W przypadku zakupu notebooka, część porad z sekcji o komputerach stacjonarnych przestaje być użyteczna - kupujący nie ma bezpośredniego wpływu na komponenty notebooka, będąc zmuszonym za zakup gotowych rozwiązań. Warto jednak pamiętać o kilku elementach:
- Pamięć RAM: najlepiej 2 GB RAM,
- Dysk twardy: można pomyśleć o dyskach SDD, które są droższe, ale bezpieczniejsze i szybsze,
- Obudowa i klawiatura: Najlepiej z metalowymi zawiasami i dobrą, wygodną w wykorzystaniu klawiaturą.
- Biorąc pod uwagę wypadkową ceny i jakości dobrze zdecydować się na notebooka z platformą mobilną Centrino 2 produkcji Intela. Podobnie jak w przypadku komputerów stacjonarnych - trafnym wyborem będzie procesor dwurdzeniowy.
- Na rynku dostępne są notebooki dla alergików (np. Asus N50),
- Kupując notebooka z Windows Vista, należy szukać sprzętu z darmową migracją do Windows 7, a także sprawdzić, czy otrzymujemy testową wersję Office 2007 (albo inny pakiet biurowy).,
- Bardzo często elementem podnoszącym cenę notebooka jest karta graficzna - producenci sprzętu próbują na siłę uczynić z komputera przenośnego platformę do grania. Nieraz z miernym skutkiem - nie warto zatem wpaść w sidła pozornie ciekawych ofert.
- Drugim elementem podnoszącym cenę notebooka jest matryca (ekran) - pamiętajmy, aby jej wybór dopasować do naszych potrzeb - nie warto przepłacać za lepszy ekran, jeśli nie będzie on potem w pełni wykorzystywany.
Netbooki oraz Nettopy
Od ponad roku furorę na światowych rynkach robią netbooki, czyli komputery przenośne stworzone z myślą o korzystaniu z internetu, zabawie, nauce i prostych grach. Swoistego rodzaju zastępstwo za notebooka. Podobną funkcję pełnią nettopy - z tą różnicą, że mają one być substytutem dla komputerów przenośnych.

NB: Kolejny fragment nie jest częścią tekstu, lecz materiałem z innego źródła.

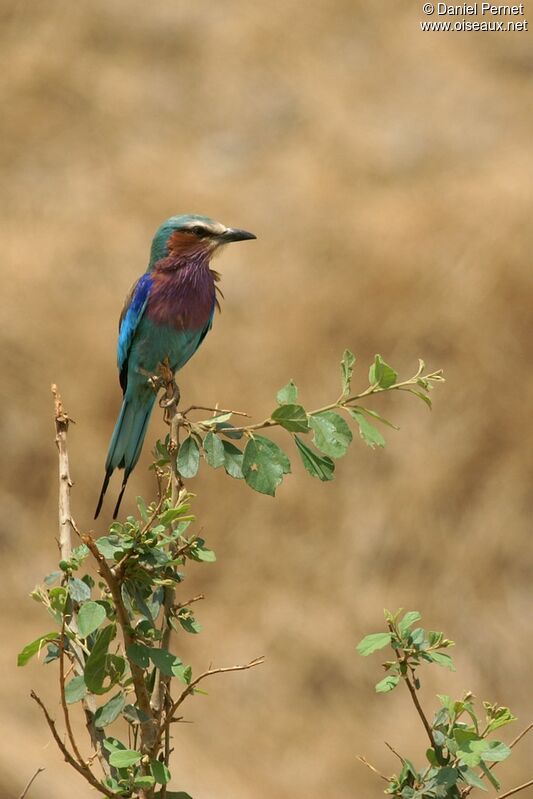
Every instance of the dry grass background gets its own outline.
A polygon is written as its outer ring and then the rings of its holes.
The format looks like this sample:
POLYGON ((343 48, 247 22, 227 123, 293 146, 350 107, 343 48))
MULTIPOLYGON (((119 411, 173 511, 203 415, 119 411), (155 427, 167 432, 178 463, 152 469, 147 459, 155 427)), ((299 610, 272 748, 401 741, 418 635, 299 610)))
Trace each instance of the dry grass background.
MULTIPOLYGON (((295 458, 275 501, 218 472, 194 481, 219 563, 194 570, 205 632, 176 647, 196 668, 267 663, 190 702, 179 787, 381 795, 355 755, 393 770, 383 739, 424 747, 408 698, 376 697, 377 658, 354 652, 384 606, 419 608, 459 644, 430 705, 471 687, 533 716, 532 40, 422 34, 419 5, 0 4, 2 797, 38 765, 32 799, 94 795, 28 698, 33 685, 57 712, 51 669, 14 667, 46 627, 26 597, 55 560, 49 384, 78 422, 75 514, 90 526, 119 407, 117 316, 175 212, 259 236, 218 262, 224 309, 181 376, 186 401, 261 418, 292 376, 322 404, 346 346, 362 383, 374 352, 406 375, 423 356, 448 380, 432 414, 384 401, 402 430, 384 451, 356 443, 332 484, 295 458)), ((125 510, 151 490, 146 450, 125 510)), ((526 740, 501 767, 507 786, 532 755, 526 740)))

W pierwotnym założeniu, kiedy firma Asus, która jest ojcem netbooków, tworzyła nowy segment produktów - tego typu komputery miały być jak najprostsze i jak najtańsze. Tymczasem kolejni producenci, wprowadzając na rynek nowe modele, ulepszali swoje netbooki - a co za tym idzie, zwiększali ich cenę. Obecnie, przy wahaniach walut, ceny niektórych netbooków są wyższe od cen notebooków. Zatem znalezienie egzemplarza kosztującego mniej niż 1000 zł. nie będzie takie łatwe. Jeśli jednak uda się nam ta sztuka - warto spróbować. Należy jednak pamiętać, iż netbooki nie posiadają napędu optycznego.
Nettopy, czyli małe komputery stacjonarne (również pozbawione napędu optycznego) byłyby ciekawym zastępstwem wielkich komputerów stacjonarnych. Łatwe w transporcie i obsłudze, mogłyby zastąpić domowe pecety. Niestety, ich dostępność na polskim rynku nie jest duża, przez co ceny nettopów są znacznie wyższe niż ceny klasycznych desktopów. To tylko zatem wybór dla nielicznych.

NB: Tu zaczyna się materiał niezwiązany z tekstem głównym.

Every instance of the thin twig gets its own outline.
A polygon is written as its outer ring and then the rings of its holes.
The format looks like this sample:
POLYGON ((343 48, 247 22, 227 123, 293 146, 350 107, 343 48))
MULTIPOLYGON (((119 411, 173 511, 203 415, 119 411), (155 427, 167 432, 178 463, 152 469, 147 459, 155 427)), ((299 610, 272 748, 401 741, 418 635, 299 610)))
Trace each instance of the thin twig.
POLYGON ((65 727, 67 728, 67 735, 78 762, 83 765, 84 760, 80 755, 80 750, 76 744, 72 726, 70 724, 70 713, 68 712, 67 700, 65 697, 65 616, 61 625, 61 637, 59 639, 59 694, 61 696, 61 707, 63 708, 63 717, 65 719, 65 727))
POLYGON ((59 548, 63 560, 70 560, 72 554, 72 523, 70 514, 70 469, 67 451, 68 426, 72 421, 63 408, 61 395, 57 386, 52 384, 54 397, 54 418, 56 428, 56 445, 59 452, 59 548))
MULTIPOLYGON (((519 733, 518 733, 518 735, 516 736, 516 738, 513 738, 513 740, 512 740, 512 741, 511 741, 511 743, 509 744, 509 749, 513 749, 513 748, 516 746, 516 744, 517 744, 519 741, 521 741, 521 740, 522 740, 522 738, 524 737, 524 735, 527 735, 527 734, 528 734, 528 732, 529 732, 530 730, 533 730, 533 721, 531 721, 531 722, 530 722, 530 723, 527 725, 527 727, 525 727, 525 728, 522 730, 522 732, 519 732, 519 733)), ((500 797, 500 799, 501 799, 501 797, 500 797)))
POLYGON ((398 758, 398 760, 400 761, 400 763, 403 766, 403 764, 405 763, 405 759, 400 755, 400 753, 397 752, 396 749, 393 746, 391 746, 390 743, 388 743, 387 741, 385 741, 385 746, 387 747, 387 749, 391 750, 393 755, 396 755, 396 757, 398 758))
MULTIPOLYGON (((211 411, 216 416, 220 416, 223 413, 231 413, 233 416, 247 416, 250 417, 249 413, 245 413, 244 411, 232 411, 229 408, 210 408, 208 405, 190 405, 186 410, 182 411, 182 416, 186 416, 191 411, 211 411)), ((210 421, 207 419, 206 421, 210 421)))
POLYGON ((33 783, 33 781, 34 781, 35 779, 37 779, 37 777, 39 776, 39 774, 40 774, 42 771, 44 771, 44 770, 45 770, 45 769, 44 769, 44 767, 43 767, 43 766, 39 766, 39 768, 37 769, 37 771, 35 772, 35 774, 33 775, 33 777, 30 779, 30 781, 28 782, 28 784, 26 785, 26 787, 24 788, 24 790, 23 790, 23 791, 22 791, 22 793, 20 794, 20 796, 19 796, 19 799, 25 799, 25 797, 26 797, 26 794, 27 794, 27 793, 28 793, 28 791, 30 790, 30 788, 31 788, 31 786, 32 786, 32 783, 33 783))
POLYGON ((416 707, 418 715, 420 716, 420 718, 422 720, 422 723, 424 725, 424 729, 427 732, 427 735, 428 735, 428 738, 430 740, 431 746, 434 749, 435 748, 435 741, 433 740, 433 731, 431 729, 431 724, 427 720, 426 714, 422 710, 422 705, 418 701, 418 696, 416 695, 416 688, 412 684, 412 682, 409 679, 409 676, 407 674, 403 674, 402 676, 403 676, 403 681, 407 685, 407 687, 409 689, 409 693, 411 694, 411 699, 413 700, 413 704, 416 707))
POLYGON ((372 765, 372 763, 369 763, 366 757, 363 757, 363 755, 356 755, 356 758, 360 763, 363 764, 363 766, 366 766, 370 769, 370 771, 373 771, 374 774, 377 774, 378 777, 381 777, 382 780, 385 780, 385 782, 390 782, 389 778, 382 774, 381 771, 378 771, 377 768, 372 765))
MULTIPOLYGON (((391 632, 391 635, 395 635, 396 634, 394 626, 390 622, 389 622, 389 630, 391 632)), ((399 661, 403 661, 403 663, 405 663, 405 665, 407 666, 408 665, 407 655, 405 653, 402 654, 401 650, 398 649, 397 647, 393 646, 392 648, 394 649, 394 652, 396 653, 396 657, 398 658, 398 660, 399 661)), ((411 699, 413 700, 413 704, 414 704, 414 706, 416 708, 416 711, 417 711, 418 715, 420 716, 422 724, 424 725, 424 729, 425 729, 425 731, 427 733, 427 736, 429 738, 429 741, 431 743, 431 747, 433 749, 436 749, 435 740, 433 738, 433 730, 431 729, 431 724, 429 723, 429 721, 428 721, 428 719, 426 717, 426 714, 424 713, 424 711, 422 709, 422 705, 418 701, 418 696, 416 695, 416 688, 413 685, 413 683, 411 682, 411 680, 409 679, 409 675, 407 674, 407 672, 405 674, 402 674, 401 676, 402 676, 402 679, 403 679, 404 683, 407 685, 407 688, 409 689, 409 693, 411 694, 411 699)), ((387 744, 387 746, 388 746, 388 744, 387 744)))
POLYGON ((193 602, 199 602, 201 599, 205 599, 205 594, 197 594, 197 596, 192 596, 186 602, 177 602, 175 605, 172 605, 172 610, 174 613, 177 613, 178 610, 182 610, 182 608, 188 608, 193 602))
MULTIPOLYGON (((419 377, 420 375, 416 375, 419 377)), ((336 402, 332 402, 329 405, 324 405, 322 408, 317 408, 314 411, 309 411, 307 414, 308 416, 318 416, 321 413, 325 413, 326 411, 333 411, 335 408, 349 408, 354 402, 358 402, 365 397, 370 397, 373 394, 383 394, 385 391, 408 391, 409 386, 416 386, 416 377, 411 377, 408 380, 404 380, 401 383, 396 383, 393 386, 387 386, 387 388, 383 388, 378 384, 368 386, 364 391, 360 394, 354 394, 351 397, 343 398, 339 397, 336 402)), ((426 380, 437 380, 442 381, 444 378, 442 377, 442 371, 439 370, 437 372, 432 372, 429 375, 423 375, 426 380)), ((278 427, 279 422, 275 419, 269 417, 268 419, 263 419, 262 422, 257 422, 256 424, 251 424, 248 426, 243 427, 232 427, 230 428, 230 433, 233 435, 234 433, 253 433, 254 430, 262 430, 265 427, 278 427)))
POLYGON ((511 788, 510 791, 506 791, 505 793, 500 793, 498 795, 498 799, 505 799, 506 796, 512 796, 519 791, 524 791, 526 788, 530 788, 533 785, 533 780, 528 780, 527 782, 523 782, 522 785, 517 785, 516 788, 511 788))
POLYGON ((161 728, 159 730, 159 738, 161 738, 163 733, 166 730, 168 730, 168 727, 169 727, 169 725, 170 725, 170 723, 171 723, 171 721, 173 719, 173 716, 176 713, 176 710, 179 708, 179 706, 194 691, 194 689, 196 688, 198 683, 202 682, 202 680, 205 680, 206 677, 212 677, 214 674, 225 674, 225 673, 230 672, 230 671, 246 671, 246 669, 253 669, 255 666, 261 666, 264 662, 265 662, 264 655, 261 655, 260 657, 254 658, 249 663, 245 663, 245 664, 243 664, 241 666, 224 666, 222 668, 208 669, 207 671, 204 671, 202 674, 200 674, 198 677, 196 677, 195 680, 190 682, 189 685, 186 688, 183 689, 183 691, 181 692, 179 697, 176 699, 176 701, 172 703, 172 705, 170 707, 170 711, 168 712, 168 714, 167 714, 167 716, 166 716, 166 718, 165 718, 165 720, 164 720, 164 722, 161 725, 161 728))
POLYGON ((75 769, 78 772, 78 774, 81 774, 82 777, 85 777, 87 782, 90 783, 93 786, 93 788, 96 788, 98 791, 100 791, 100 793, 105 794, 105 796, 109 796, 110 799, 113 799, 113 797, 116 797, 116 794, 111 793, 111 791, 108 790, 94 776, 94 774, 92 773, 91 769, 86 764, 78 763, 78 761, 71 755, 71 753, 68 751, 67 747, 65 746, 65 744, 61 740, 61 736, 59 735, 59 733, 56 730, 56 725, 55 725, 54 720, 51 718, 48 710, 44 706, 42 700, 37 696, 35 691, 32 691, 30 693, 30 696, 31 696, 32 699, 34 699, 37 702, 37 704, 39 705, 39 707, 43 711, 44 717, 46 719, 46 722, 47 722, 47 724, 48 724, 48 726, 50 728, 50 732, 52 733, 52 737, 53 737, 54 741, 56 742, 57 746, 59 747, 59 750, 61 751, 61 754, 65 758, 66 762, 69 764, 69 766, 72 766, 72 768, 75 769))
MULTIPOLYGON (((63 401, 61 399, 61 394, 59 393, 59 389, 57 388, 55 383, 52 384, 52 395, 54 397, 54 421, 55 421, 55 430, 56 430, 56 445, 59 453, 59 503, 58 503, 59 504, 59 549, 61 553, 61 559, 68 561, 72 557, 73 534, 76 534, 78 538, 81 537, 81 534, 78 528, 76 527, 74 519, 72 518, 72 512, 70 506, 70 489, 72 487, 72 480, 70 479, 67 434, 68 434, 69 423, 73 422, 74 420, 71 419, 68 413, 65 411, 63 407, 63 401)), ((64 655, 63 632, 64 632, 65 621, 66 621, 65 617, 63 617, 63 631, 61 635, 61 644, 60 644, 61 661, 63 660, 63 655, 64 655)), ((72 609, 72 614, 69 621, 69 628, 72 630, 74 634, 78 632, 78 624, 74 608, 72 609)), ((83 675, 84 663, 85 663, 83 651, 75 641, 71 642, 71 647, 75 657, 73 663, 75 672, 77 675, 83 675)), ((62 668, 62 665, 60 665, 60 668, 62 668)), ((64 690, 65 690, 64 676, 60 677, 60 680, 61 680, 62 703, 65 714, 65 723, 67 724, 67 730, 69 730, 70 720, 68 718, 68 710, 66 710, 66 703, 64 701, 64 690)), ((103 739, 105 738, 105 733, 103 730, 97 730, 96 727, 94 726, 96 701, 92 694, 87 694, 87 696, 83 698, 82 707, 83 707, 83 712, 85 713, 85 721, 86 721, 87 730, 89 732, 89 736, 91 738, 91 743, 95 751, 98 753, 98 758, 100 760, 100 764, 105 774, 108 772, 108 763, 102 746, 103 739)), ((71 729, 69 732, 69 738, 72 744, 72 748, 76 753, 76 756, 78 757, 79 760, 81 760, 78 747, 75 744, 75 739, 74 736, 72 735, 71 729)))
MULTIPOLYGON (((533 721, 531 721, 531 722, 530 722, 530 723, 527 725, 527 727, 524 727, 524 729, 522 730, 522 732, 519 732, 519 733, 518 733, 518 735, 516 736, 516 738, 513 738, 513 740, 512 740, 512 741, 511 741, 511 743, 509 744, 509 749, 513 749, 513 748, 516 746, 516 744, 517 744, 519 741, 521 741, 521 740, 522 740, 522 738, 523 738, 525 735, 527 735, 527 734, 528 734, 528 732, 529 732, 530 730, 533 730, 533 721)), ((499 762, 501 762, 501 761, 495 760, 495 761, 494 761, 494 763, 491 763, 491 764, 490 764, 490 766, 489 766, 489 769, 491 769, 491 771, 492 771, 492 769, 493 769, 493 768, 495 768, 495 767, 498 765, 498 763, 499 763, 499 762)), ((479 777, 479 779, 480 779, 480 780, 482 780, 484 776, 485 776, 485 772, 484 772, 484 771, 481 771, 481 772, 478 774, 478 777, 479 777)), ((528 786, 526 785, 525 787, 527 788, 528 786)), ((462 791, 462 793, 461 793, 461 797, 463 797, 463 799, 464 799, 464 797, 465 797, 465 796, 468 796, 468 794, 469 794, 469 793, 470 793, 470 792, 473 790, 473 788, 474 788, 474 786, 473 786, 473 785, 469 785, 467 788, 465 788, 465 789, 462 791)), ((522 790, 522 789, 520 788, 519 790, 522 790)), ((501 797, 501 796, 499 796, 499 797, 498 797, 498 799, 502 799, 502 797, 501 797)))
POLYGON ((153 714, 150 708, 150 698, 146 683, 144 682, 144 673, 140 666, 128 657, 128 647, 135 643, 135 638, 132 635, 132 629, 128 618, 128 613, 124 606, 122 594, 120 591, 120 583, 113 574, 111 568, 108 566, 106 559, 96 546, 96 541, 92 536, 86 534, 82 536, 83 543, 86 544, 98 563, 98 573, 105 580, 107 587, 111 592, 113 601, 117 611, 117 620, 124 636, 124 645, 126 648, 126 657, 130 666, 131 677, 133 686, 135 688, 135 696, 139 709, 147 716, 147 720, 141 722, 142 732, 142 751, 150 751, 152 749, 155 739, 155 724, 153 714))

PODSUMOWANIE - JAK KUPOWAĆ
Dlaczego nie podajemy konkretnych modeli komputerów i cen? Po pierwsze, nie chcemy sugerować konkretnego zakupu. Po drugie, ceny i asortyment są bardzo płynne, zatem podawanie konkretnych modeli mija się z celem. Możemy natomiast na sam koniec doradzić, jak kupić komputer z głową.
Jeśli będzie to komputer stacjonarny - warto unikać wielkich sklepów sieciowych i promocji z supermarketów. Lepiej kupić peceta tak, jak robiło się to lata temu - znaleźć niewielki salon, w którym sprzedawca doradzi nam co wybrać, złoży nam komputer, a za części nie przepłacimy.
Co tu dużo mówić - dziecko i tak zapewne będzie szczęśliwe z nowego komputera. Jeśli jednak ulegnie on awarii - odpowiedzialność za naprawdę spadnie na rodziców. Nie warto stwarzać sobie dodatkowych problemów.